A phoenix — luminous, fervid, ignified with the flame of her hope.
To **** a phoenix is not to strike her down —
but to aim the bullet directly at the will that keeps her rising.
To destroy her is to take the flame she thrives in
and turn it into the fire that consumes her.
To **** a phoenix is to corrupt her understanding of that flame —
to make her doubt the very thing that is her identity.
It is not the flame that truly brings her to defeat —
but the knife of meaning others twist within it.
Teach the phoenix — teach her young,
for the best results, they like to say.
Teach her that pain is proof of failure.
That the heat of her own flame is danger.
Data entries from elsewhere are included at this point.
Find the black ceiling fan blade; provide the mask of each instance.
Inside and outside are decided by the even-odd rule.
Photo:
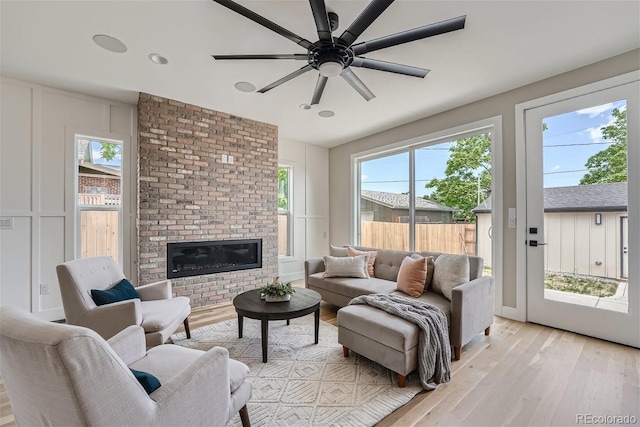
[[[233,10],[236,13],[239,13],[240,15],[244,16],[245,18],[251,19],[253,22],[256,22],[260,25],[262,25],[263,27],[266,27],[268,29],[270,29],[271,31],[274,31],[278,34],[280,34],[283,37],[288,38],[289,40],[291,40],[292,42],[304,47],[305,49],[309,49],[312,45],[312,43],[307,40],[307,39],[303,39],[302,37],[300,37],[297,34],[292,33],[291,31],[287,30],[286,28],[282,28],[280,25],[276,24],[275,22],[271,22],[269,21],[267,18],[258,15],[257,13],[255,13],[254,11],[247,9],[244,6],[239,5],[238,3],[232,1],[232,0],[213,0],[218,4],[221,4],[222,6]]]
[[[258,54],[258,55],[211,55],[216,61],[223,59],[297,59],[306,60],[306,53]]]
[[[463,29],[466,18],[466,16],[458,16],[457,18],[447,19],[446,21],[436,22],[435,24],[429,24],[412,30],[401,31],[389,36],[380,37],[379,39],[368,42],[358,43],[351,46],[351,48],[356,55],[362,55],[367,52],[373,52],[374,50],[397,46],[399,44],[421,40],[427,37],[438,36],[440,34]]]
[[[287,74],[286,76],[284,76],[283,78],[276,80],[275,82],[271,83],[270,85],[267,85],[265,87],[263,87],[262,89],[260,89],[258,92],[260,93],[265,93],[271,89],[273,89],[274,87],[280,86],[282,83],[286,83],[289,80],[298,77],[301,74],[306,73],[307,71],[313,70],[313,67],[309,64],[305,65],[304,67],[300,68],[299,70],[294,71],[291,74]]]
[[[316,21],[318,37],[320,40],[332,41],[331,25],[329,25],[329,15],[327,15],[327,6],[324,0],[309,0],[309,4],[311,4],[313,20]]]
[[[429,70],[425,68],[412,67],[410,65],[396,64],[395,62],[380,61],[356,56],[351,63],[352,67],[369,68],[371,70],[388,71],[390,73],[404,74],[406,76],[424,78]]]
[[[362,34],[386,8],[391,6],[391,3],[393,3],[393,0],[372,0],[356,20],[349,25],[349,28],[342,33],[340,39],[347,46],[351,46],[351,44],[360,37],[360,34]]]
[[[351,71],[351,68],[345,68],[344,70],[342,70],[342,73],[340,73],[340,75],[367,101],[371,101],[376,97],[373,92],[371,92],[369,88],[364,83],[362,83],[362,80],[360,80],[358,76],[356,76],[355,73]]]
[[[327,85],[327,80],[329,80],[329,77],[318,74],[318,82],[316,83],[316,89],[313,91],[311,105],[320,103],[320,98],[322,98],[322,93],[324,92],[324,87]]]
That to fall while reaching is shame,
and that to burn is weakness, not growth.
They do not warn her — they redefine her fire.
And so she learns to fear her own light,
while others smile at the success of their undoing.
They carve lies into her spine:
That to rise is expected,
but to falter — even once — is disgrace,
and to become unworthy of ever having wings.
They praised her brilliance,
then twisted it into a new definition: perfection, or nothing at all.
A cruel form of violence:
to make one’s essence conditional,
to hold admiration like a gun to her head,
and call the threat an act of love.
And once the phoenix is dead —
she was never really born.
Not in their eyes.
She had the potential
to carry the undying, luminous flame of a phoenix,
but they watched her lose it
and called her a disappointment.
But it was not her failure.
She was a child.
What did she know of fire?
She was taught to fear it.
What they mistook for nurture was the slow architecture of ruin — and still, they smiled as the ashes fell.